Opinie, poglądy, komentarze...
Nieustające konflikty na szczytach władzy, które zdominowały polskie życie polityczne po ostatnich wyborach parlamentarnych, mają zmienną dramaturgię. Chwilami przygasają, by następnie powrócić ze zdwojoną siłą. Czy te konflikty i podziały przenoszą się na niższe szczeble władzy terytorialnej? Czy nie mają one negatywnego wpływu na funkcjonowanie jednostek samorządowych a tym samym hamują rozwój gmin i powiatów?

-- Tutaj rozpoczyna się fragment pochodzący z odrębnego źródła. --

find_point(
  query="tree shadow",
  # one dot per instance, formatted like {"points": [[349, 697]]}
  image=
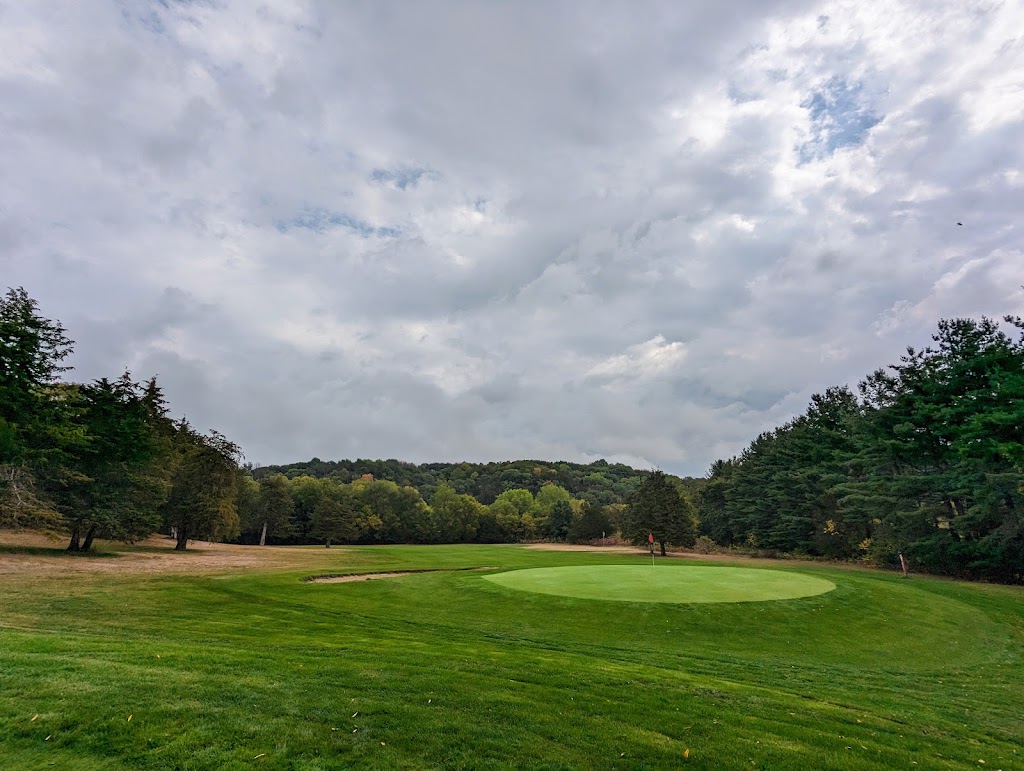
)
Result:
{"points": [[55, 551]]}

* Wojciech Zembik, wicestarosta lubański, pełnomocnik Prawa i Sprawiedliwości na powiat lubański
- Jeżeli chodzi o konflikty na szczytach władzy, to są to oczywiście zdarzenia, które nie powstają bez powodu. W polityce, jak zresztą wszędzie, biorą się one z konfliktu interesów. Warto więc przy okazji obserwowania tych starć zastanowić się, kto czyje interesy reprezentuje.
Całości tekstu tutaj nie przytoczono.